Please don’t think we were a bunch of animals rutting recklessly in outer space. Honestly, we were not.

The fact that Sara did not know who the father of her child was indicated a certain carelessness, but during those last months before we reached Beta Omega we were, I think partially insane. All of us. How would you feel, careening to a new planet you only hoped would be habitable, never to see your loved ones or your home, or a forest, flower, bird, or bacon ever, ever again? And you had the responsibility of ethically, intelligently, peacefully and safely populating a new world?

I could have been more careful, too. After all, my child would need to have a different father from his or her future partner, if they wanted to ensure they produced healthy children. There were eight of us, enough for a safe pool of DNA to mix and match, if we were careful.

As first medical officer, Rosa was tasked to oversee the health of all the unborn children.
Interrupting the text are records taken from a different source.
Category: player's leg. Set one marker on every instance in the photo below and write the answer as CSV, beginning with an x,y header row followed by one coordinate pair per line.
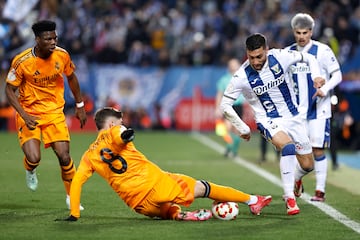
x,y
30,144
319,141
287,164
220,193
304,155
31,160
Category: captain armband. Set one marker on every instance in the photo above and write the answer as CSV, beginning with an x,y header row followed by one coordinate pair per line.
x,y
80,104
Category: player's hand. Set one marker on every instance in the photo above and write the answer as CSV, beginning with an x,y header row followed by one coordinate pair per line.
x,y
319,82
81,115
30,121
71,218
246,136
128,135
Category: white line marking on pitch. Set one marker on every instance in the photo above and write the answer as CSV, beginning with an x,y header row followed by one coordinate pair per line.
x,y
327,209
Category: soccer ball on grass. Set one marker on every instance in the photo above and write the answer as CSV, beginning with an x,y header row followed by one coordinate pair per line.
x,y
225,210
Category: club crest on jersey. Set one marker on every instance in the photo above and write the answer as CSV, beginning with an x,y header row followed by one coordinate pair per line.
x,y
276,69
11,75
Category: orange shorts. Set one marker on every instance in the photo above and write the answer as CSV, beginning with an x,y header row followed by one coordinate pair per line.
x,y
51,128
173,188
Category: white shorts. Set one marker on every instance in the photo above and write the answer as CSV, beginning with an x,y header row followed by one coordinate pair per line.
x,y
319,132
295,127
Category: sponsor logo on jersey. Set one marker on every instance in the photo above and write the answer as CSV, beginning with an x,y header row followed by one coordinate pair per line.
x,y
259,90
300,68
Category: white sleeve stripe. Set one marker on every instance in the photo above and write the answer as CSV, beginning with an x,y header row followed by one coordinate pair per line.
x,y
229,97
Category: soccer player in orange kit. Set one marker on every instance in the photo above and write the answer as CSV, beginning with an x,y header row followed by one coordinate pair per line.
x,y
141,184
37,75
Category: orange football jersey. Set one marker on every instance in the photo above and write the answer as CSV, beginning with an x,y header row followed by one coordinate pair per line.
x,y
41,81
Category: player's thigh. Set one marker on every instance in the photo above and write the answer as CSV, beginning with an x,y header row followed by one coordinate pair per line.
x,y
25,134
319,133
172,188
56,130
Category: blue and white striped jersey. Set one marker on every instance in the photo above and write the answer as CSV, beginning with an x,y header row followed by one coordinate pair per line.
x,y
268,91
310,108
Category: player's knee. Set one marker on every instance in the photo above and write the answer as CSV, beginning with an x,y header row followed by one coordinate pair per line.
x,y
202,189
64,158
288,149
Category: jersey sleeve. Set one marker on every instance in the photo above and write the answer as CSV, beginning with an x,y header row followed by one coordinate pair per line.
x,y
15,75
232,92
69,66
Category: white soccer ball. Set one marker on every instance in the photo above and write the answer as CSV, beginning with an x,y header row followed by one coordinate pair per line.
x,y
225,210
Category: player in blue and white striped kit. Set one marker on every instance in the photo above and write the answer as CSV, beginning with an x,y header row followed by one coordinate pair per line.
x,y
317,111
262,81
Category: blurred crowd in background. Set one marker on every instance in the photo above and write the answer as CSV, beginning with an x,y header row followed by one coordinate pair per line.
x,y
175,32
154,32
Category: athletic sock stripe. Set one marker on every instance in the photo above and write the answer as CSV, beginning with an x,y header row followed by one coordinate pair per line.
x,y
207,188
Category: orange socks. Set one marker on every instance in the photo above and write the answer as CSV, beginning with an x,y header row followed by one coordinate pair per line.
x,y
29,165
169,211
67,174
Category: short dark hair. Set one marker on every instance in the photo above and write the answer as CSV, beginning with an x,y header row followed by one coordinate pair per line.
x,y
256,41
43,26
102,114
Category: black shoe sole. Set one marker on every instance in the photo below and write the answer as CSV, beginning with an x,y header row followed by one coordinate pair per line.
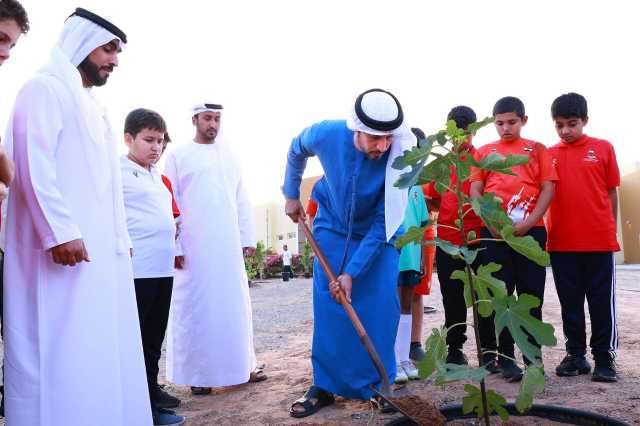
x,y
167,405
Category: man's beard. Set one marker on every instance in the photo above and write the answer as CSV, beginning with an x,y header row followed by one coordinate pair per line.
x,y
92,72
205,136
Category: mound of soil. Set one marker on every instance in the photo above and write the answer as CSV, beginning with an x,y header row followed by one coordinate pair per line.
x,y
422,412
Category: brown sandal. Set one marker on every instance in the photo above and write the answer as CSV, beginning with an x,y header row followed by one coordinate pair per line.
x,y
197,390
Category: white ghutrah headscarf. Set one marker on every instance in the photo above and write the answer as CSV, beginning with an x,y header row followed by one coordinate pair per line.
x,y
378,112
82,33
204,107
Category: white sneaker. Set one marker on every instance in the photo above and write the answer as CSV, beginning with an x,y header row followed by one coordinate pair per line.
x,y
410,370
401,375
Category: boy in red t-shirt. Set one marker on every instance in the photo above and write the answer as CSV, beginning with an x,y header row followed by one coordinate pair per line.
x,y
455,308
582,250
526,197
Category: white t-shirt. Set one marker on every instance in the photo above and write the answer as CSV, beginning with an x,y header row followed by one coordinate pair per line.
x,y
148,206
286,258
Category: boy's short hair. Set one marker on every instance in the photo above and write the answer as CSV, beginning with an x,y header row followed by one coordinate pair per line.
x,y
12,10
142,118
509,104
569,105
463,116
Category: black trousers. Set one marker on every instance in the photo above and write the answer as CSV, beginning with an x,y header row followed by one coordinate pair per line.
x,y
154,298
589,275
286,273
520,275
455,309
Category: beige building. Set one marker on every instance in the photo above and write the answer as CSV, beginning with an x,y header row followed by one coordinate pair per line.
x,y
275,229
629,208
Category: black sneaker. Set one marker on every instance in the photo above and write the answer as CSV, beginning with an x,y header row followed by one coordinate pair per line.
x,y
605,371
162,399
573,365
510,370
455,356
416,352
490,362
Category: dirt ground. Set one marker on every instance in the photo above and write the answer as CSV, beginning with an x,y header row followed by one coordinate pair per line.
x,y
283,322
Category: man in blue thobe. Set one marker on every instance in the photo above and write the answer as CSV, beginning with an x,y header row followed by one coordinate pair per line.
x,y
359,212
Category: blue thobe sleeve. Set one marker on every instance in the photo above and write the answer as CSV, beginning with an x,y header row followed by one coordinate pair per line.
x,y
370,246
302,147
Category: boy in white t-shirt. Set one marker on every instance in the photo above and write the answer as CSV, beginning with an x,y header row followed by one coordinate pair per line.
x,y
150,221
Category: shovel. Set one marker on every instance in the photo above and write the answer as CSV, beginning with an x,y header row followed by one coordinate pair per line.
x,y
385,391
385,388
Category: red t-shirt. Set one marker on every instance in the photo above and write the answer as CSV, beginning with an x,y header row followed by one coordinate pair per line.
x,y
167,183
519,193
448,212
580,216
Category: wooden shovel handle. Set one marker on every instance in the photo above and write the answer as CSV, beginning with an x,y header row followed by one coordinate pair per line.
x,y
332,278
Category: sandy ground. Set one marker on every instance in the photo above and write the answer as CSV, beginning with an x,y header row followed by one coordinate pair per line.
x,y
283,322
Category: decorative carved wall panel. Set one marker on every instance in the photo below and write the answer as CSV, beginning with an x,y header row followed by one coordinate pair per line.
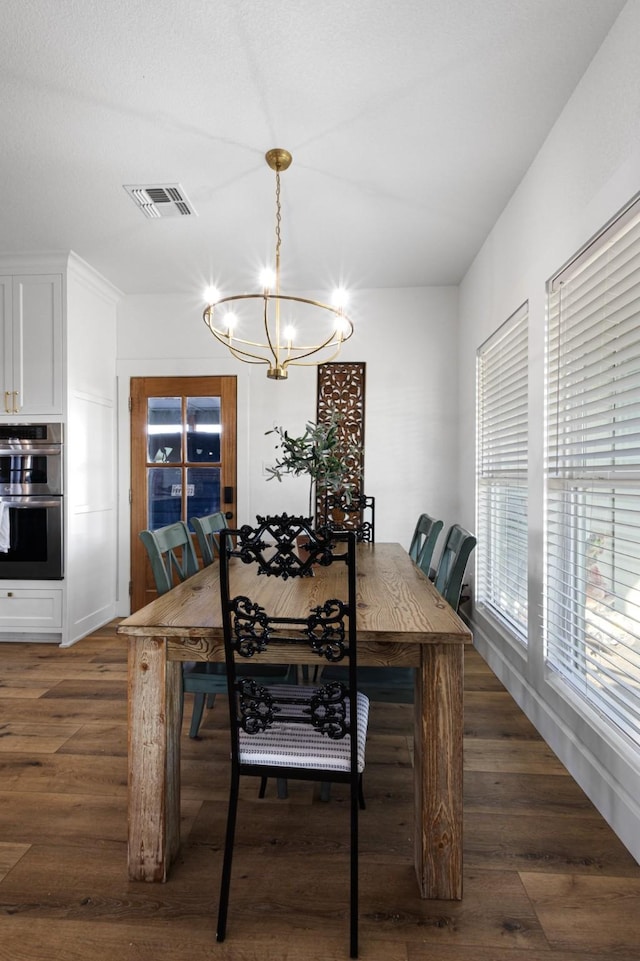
x,y
341,387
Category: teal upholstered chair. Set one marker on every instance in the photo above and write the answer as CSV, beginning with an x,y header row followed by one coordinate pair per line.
x,y
173,558
207,530
453,563
423,541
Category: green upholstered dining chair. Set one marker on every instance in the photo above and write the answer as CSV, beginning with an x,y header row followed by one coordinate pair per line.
x,y
453,563
423,541
207,530
173,558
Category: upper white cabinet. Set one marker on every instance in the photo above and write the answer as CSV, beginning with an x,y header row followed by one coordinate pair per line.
x,y
31,333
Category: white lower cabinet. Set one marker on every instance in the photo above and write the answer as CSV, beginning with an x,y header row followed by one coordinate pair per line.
x,y
34,609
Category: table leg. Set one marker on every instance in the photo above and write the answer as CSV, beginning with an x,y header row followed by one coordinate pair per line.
x,y
438,771
154,759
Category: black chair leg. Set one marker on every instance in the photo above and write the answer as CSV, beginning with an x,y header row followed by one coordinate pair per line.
x,y
354,870
225,882
198,710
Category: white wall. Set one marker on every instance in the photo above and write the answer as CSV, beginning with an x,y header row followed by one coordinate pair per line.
x,y
586,171
91,451
408,340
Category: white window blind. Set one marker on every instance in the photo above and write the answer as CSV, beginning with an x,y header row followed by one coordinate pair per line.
x,y
592,592
502,462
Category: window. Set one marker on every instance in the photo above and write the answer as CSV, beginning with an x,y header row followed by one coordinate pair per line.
x,y
502,429
592,602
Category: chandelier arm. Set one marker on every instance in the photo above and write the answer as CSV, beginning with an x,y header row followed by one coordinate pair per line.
x,y
274,353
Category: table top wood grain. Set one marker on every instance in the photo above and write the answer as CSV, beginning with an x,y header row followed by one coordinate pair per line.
x,y
396,601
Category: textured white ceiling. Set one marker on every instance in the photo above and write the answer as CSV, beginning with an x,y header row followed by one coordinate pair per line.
x,y
410,124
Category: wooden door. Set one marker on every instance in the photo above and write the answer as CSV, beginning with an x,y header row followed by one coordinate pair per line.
x,y
183,459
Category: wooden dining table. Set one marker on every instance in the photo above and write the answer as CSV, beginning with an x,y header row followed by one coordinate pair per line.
x,y
402,621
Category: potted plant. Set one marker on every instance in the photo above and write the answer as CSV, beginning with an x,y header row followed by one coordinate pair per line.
x,y
329,459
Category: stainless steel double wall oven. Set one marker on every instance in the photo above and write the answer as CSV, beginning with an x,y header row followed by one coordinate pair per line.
x,y
31,501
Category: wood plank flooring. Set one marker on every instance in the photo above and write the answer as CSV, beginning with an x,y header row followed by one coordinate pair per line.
x,y
545,878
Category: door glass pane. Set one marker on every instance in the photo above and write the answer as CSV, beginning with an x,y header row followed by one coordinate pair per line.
x,y
164,485
164,429
203,429
203,491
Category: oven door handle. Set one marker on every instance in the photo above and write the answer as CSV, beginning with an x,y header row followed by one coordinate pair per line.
x,y
26,503
19,451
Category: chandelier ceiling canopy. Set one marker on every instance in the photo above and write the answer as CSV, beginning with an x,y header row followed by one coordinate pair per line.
x,y
273,328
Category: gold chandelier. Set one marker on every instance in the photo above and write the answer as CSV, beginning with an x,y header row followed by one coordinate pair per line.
x,y
288,329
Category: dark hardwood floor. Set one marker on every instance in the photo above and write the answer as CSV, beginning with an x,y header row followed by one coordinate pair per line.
x,y
545,878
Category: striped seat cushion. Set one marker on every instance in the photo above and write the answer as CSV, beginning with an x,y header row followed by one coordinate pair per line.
x,y
300,745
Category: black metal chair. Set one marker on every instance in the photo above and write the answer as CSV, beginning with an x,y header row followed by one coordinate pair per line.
x,y
294,731
353,512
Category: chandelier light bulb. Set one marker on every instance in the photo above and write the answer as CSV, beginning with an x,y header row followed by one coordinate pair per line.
x,y
264,338
339,297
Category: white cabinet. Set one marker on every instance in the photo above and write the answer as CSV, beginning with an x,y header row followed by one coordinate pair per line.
x,y
31,336
30,609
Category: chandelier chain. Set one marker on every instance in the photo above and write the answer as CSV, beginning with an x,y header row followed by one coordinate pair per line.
x,y
278,218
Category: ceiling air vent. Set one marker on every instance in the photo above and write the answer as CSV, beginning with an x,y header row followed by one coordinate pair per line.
x,y
160,200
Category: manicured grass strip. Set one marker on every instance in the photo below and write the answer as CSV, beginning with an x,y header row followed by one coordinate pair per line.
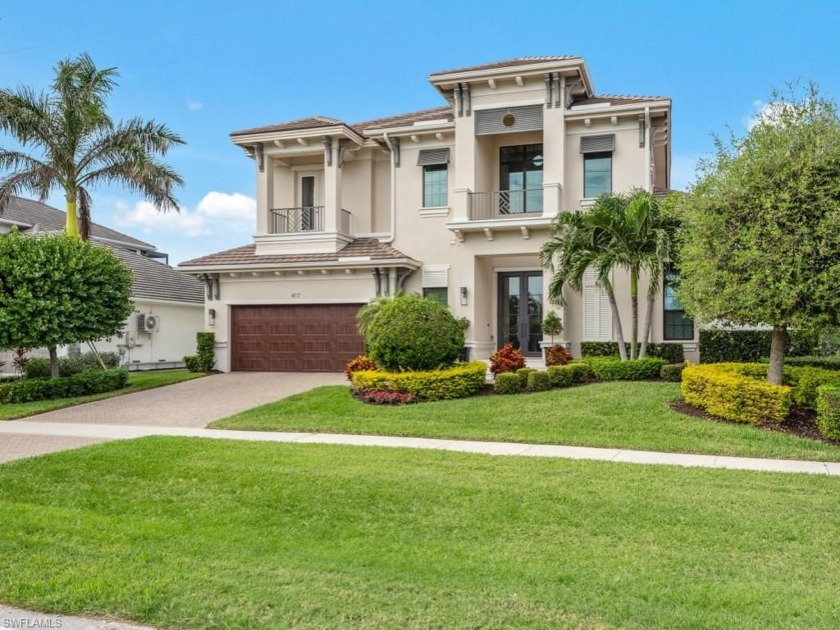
x,y
204,534
137,381
609,415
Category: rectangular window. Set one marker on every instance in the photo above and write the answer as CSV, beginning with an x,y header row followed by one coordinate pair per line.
x,y
676,326
439,294
435,184
597,174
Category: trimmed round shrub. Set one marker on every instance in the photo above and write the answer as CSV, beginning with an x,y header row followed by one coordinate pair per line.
x,y
506,383
412,333
672,372
538,382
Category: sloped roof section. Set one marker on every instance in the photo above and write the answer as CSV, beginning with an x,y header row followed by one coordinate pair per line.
x,y
156,281
402,120
34,213
312,122
516,61
246,255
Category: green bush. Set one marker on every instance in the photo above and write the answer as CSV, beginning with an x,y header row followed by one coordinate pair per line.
x,y
672,372
611,369
671,352
38,367
749,346
82,384
538,382
465,379
827,363
570,374
730,391
523,373
412,333
206,351
828,411
506,383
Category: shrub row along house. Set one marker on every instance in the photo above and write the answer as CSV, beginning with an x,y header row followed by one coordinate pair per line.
x,y
451,203
167,302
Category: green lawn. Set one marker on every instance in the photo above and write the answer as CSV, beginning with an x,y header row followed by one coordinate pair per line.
x,y
610,415
137,381
190,533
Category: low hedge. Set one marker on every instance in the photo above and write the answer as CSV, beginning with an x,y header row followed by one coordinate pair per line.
x,y
828,411
671,352
506,383
569,374
733,392
465,379
538,382
749,346
672,372
612,369
83,384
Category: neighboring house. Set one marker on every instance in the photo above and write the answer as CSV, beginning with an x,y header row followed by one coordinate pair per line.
x,y
452,203
173,299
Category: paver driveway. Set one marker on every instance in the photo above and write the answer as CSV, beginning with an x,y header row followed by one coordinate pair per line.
x,y
192,403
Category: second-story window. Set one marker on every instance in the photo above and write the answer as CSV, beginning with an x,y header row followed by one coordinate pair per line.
x,y
597,164
435,163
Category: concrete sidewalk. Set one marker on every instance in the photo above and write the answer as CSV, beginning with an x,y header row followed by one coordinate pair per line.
x,y
118,432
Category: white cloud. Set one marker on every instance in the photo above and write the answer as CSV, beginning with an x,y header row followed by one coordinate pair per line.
x,y
217,213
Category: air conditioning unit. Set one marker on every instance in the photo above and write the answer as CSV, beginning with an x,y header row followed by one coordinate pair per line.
x,y
147,322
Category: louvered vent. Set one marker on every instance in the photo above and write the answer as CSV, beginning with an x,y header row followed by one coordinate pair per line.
x,y
597,144
435,276
428,157
508,119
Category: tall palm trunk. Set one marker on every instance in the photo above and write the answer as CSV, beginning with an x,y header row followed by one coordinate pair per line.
x,y
777,355
622,349
651,299
634,309
72,220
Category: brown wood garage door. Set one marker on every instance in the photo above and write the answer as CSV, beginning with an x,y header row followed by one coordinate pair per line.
x,y
299,338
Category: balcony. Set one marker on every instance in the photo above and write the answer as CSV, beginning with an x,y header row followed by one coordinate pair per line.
x,y
303,220
505,204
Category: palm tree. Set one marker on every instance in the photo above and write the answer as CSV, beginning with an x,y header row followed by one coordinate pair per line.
x,y
620,231
580,241
77,145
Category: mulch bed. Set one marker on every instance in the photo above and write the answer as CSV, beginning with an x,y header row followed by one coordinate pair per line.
x,y
800,422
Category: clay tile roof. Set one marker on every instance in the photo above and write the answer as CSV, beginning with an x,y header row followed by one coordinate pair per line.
x,y
516,61
313,122
402,120
361,247
619,99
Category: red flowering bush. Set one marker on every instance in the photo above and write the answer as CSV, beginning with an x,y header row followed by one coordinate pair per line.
x,y
358,364
508,359
382,397
557,355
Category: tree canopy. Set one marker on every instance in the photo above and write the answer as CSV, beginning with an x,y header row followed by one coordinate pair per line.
x,y
44,304
69,142
760,237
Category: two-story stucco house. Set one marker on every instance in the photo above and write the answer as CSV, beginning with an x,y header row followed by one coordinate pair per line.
x,y
453,203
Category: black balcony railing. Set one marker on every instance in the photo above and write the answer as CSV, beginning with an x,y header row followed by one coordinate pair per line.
x,y
505,204
295,220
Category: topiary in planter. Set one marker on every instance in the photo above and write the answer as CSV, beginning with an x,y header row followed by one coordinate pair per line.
x,y
412,333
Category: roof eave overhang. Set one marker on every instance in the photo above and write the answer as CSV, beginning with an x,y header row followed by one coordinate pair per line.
x,y
340,131
361,263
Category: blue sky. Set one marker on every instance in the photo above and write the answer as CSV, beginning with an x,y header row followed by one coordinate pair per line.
x,y
208,68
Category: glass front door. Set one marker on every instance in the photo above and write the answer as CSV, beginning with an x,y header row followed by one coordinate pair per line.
x,y
520,310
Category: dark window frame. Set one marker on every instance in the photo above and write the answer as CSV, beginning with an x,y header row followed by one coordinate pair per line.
x,y
587,157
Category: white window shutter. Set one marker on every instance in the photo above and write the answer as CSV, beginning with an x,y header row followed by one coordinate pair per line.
x,y
597,316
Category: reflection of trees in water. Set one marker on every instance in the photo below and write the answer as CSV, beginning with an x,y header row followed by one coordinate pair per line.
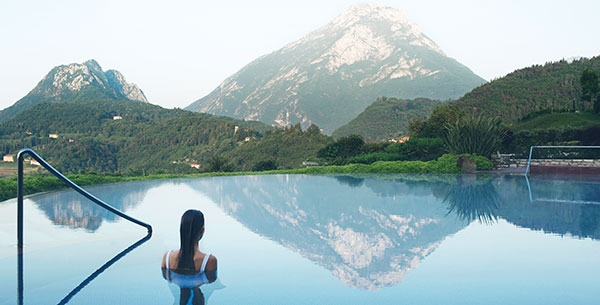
x,y
560,215
72,210
475,201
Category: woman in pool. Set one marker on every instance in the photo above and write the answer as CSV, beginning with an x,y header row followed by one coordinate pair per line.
x,y
188,267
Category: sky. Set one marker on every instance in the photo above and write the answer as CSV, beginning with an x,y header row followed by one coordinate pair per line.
x,y
179,51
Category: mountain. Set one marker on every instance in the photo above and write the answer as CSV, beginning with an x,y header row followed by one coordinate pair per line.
x,y
332,74
387,118
555,86
76,82
150,139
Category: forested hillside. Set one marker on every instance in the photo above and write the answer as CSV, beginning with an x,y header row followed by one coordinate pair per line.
x,y
555,86
387,118
140,138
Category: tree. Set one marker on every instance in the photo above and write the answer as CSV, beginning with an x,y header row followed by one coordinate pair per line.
x,y
219,164
344,147
590,88
440,117
415,126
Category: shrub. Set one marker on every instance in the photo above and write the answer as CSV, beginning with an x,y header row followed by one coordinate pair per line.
x,y
423,149
264,166
474,135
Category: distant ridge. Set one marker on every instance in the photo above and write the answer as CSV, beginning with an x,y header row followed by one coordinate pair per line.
x,y
555,86
76,82
387,118
332,74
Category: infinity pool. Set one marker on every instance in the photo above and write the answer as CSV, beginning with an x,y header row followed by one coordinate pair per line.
x,y
296,239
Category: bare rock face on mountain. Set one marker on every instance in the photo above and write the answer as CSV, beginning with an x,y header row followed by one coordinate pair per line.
x,y
75,82
332,74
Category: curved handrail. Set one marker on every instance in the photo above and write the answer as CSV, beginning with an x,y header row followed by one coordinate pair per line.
x,y
20,157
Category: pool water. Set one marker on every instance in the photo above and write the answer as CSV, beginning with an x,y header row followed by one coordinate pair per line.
x,y
297,239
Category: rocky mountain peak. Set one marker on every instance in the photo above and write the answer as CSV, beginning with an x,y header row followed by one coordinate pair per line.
x,y
333,73
74,82
130,91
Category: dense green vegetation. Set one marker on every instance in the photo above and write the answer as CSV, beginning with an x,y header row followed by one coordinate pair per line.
x,y
150,139
387,118
279,148
474,135
555,86
547,120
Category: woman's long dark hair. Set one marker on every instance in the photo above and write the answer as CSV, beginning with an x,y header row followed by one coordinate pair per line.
x,y
192,222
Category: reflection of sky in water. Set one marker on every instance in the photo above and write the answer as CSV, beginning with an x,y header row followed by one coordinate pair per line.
x,y
317,240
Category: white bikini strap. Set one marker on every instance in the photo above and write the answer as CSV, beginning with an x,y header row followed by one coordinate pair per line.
x,y
168,267
204,262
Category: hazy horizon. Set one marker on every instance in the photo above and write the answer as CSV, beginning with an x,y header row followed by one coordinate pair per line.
x,y
178,53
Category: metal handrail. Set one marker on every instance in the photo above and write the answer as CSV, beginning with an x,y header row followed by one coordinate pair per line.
x,y
551,146
20,193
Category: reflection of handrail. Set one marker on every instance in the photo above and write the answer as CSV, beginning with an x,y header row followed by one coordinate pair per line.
x,y
20,157
554,200
85,282
551,146
92,276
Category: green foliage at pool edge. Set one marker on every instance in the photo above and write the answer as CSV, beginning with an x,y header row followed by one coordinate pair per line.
x,y
445,164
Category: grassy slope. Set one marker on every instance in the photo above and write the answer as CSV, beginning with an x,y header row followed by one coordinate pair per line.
x,y
559,120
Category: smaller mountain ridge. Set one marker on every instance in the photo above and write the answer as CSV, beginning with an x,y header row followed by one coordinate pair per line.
x,y
555,86
387,118
76,82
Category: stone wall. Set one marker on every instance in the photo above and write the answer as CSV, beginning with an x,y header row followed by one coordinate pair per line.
x,y
507,162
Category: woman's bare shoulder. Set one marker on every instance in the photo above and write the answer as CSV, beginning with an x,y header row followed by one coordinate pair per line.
x,y
212,263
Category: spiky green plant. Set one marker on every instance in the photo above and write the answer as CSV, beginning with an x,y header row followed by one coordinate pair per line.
x,y
474,135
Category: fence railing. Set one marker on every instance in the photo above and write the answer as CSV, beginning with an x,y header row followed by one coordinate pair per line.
x,y
550,146
86,194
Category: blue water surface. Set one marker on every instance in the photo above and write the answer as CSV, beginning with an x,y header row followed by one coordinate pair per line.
x,y
297,239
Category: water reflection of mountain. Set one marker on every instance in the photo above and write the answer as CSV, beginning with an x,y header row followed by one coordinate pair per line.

She spent weeks deconstructing the Sparwood project data, and various other biological  studies, and in the end came up with a startlingly simple solution.

“We will be monogamous,” she said at the meeting.

“Interesting,” said Haven. I could see the wheels turning in Haven’s mind, as she tried to catch Will’s eye, but he was leaning back in his chair motionless, as if he was dozing.

“Bloody hell,” said Ed.

“Of course,” said John. “Human culture is traditionally monogamous.”

“It’s an artificial construct,” said Sara. “A result of the patriarchy.” She tapped on her laptop. John frowned at her. I guessed that he was not one of the potential fathers of the child in her belly. Which got me to wondering, because the only one of the male crew I hadn’t, um, done the dirty with was Ed, whose character I found strangely obnoxious and off-putting, and was pretty sure I wouldn’t even be able to hate F him. But Sara could? I thought I knew her better than that.

“I believe monogamy evolved to stop the spread of sexually transmitted diseases,” I said. I knew I was right. I had read Bauch-McElreath before sleeping last night, not from any scientific curiosity, but because I’d had a bout of insomnia lately.

“We start now,” Rosa said, closing the moleskin notebook in front of her. “When Sara’s child is born, we’ll do all the usual tests to determine paternity.”

“Haven, will you marry me?” Ed said, and everyone laughed.

Chris said, “I don’t actually see the need, Rosa. I think we have enough Solos to prevent any unwanted births.”

“It’s not 100% effective,” Rosa said. “We don’t take chances.”

“No,” said Chris.

And that, my friends, is why I seduced Christopher that very night.